Thursday, October 11, 2012

Lessons from Running Mega Dungeons


A few years ago, I ran a summer-long campaign using the Stonehell dungeon.  The lessons learned were invaluable, and heavily influenced some of my decisions in structuring my current campaign, The Black City.  Some of the things I got right; there are plenty of things that still need refinement.  Running your campaign using a megadungeon, campaign dungeon, or tentpole dungeon (pick your term) as the centerpiece offers a lot of benefits, but it's not a risk free proposition.  There are a couple of basic things you have to absolutely get right, or it's going to crash and burn on you.

Feed the Player Choice Engine
Choice (or agency,as the cool kids call it) is the magic engine that makes the mega dungeon work.  Information is the fuel.  The megadungeon needs an interesting background to engage the players, and they need to learn enough about the dungeon to plan their own capers.  Making blind decisions is no better than a coin flip, and when the players don't have the right information, they're choices are meaningless.  OSR luminary Matt Finch said it much better than I could on a comment here at the Lich House:  Running a better sandbox game.  Read and gain 1 point of Wisdom.

Information tools include things like campaign background, rumors in town, clues picked up within the dungeon, rumors from other adventuring parties or dungeon inhabitants, treasure maps, and so forth.  These tools are tried and true.  The players need to be able to plan, and their plan needs inputs.

I would elevate this as the # 1 reason, bar none, mega dungeons fail - failure to feed the engine.

Engagement
Interesting environments develop engagement.  You've all heard the advice - make sure your megadungeon has some distinct levels and areas, to limit repetition and monotony.  Design set piece areas, that are intricate, tactical, or otherwise very cool.  Add factions to the dungeon so the group can engage in non-combat roleplaying, or a bit of politics.  Make sure the rooms have interesting encounters that provide a challenge, or the chance to learn something (even if its an empty room).  This is all common advice, good advice.  My list is not exhaustive, and one can certainly argue more or less special ingredients need to be in that sauce.

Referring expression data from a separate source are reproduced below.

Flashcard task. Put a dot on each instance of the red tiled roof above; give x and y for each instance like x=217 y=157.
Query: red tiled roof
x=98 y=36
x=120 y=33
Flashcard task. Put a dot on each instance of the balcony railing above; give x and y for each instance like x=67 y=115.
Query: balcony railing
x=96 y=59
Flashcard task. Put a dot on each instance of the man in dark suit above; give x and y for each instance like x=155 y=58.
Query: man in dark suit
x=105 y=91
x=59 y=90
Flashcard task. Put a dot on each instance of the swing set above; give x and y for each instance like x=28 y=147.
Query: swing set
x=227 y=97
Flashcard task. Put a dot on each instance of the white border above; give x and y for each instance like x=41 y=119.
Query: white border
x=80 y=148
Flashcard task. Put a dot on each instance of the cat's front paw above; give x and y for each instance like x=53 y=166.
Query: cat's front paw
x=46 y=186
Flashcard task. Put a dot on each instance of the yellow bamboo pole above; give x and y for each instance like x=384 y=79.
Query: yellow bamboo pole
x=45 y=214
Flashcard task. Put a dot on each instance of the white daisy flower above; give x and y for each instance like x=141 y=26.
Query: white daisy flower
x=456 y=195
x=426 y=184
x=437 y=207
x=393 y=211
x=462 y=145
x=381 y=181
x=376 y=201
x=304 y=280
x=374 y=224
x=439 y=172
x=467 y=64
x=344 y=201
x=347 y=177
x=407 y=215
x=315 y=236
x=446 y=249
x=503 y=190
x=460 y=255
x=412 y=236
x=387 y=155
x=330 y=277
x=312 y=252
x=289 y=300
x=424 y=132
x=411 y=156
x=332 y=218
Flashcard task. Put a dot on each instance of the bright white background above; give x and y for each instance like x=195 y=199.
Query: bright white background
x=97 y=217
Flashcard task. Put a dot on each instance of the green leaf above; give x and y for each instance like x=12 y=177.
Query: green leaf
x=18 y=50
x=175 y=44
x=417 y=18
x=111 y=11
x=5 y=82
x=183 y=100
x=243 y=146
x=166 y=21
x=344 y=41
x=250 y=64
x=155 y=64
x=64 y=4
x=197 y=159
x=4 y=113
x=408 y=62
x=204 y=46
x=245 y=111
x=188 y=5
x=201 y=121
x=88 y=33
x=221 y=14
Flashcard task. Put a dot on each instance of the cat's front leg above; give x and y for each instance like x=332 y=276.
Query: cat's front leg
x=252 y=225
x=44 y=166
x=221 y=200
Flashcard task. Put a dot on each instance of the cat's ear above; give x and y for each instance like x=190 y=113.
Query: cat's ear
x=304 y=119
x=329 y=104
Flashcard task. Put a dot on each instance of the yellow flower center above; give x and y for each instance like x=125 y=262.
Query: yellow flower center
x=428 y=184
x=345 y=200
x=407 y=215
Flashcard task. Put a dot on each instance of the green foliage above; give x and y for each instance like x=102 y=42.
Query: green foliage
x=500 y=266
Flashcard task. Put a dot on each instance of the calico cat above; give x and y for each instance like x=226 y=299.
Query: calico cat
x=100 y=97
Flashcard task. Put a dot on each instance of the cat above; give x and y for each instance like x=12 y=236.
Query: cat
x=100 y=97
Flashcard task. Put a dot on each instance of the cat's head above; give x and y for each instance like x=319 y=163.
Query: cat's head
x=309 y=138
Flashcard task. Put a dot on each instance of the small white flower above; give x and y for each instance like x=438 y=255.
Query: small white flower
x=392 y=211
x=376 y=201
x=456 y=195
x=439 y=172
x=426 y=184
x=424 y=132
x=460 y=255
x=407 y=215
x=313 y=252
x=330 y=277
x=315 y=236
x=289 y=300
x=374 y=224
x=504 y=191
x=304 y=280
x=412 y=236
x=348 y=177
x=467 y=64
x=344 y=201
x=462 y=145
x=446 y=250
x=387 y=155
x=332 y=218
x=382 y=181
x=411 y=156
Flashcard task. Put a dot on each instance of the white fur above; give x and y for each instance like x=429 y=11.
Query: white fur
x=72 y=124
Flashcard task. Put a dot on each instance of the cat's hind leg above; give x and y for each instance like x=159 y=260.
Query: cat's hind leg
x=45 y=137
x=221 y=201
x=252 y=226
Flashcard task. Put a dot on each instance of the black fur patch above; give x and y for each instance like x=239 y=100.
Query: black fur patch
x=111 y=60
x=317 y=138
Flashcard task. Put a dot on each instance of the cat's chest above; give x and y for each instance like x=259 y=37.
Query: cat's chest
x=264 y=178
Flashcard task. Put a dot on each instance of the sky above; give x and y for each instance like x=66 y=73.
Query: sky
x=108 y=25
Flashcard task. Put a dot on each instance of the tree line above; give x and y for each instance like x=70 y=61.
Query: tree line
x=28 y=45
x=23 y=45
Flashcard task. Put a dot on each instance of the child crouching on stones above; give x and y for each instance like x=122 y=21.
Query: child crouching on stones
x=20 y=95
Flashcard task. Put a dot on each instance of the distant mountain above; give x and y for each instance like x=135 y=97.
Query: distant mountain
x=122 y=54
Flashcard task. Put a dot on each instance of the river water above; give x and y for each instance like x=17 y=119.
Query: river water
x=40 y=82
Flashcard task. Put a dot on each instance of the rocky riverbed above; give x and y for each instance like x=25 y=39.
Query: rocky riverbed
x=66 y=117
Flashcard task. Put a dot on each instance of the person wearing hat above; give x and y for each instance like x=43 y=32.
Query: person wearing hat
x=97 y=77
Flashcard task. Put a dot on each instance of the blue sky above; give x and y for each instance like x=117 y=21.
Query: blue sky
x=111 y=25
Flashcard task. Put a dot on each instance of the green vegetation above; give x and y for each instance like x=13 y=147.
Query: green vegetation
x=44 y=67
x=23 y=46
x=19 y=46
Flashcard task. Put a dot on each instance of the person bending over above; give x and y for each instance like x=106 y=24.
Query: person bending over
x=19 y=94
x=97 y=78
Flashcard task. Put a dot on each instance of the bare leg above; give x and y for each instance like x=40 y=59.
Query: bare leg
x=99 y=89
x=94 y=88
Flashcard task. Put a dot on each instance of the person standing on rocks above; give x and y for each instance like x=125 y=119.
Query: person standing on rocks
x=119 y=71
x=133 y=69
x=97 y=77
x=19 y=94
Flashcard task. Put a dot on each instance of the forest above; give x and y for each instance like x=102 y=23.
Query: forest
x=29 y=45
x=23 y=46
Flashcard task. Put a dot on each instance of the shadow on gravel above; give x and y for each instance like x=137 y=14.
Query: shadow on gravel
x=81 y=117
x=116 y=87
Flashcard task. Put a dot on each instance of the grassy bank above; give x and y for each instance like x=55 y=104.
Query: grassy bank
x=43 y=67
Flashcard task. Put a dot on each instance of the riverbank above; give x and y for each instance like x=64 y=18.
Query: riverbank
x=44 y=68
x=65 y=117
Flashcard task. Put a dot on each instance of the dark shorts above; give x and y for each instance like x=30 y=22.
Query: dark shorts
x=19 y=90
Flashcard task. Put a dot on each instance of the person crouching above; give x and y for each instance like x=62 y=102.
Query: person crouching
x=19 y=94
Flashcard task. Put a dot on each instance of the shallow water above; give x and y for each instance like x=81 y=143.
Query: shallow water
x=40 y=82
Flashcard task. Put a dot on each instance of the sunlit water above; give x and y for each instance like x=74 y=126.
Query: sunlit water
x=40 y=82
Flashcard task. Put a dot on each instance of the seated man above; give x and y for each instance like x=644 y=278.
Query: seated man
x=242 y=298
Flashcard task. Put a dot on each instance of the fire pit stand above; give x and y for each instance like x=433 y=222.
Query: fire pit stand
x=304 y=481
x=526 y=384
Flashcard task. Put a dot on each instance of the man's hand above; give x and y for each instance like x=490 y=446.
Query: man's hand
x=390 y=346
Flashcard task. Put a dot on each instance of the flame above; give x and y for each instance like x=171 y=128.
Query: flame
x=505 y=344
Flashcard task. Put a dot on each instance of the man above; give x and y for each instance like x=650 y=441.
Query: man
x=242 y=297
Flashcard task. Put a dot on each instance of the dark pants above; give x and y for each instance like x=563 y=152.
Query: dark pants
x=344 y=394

But engagement requires information, first and foremost, and that means feeding the engine.  Putting in a wicked cool 'Fountain of Serpents' as a major set-piece location is less valuable when the player characters don't hear about it, learn why it's cool, and get enough information to plan a mission to try and find it.  Multiple competing factions are irrelevant if the group doesn't discover how to take advantage of the rivalries.

The Dwimmermount Controversy
Tenkar over at Tenkar's Tavern recently ran his crew through a level of Dwimmermount (Closing the door on Dwimmermount) and it spawned discussion there, and on TheRPGSite.  The players didn't like it - and ink has been spilt.  Dwimmermount discussions always seem to have popcorn value, since it's a high profile project that has veered off the road a bit.  James Mal has one of the largest pools of OSR readership, perhaps encouraging a bit of schadenfreude - I just know, mention Dwimmermount, and folks come out swinging hatchets.

However, if players aren't excited to step foot into the dungeon or plan a targeted excursion, they clearly don't have the right information.   I can't say if the drafts are to blame - I'm a project backer for Dwimmermount, but haven't bothered with the downloads yet.  Tenkar's group did explicitly set out to run the levels they used "as is", without heavy improvisation or enhancement by the DM.  It's spawned lively discussion about empty rooms, evenly distributed copper coins hidden in rat poo, and nothing less than the very death of the megadungeon format!

No published megadungeon can capture the magic of the campaign that birthed it.  Running a game session is performance art, and the more sparse are the published notes, the more improvisation is required to bring it to life.  The manuscript needs to fire the imagination and give the DM something to work with, too.  Keep your popcorn handy, where will this saga go next?  I should I probably get off my keister and actually download some of the evidence, experience the drama firsthand.  I'm still a popcorn muncher.

I had expected to spend time talking about what's going wrong and right with the Black City, but I'll have to save that for tomorrow.  My soapbox is about to collapse under the weight of self-importance, and I've got enough bruises this week already.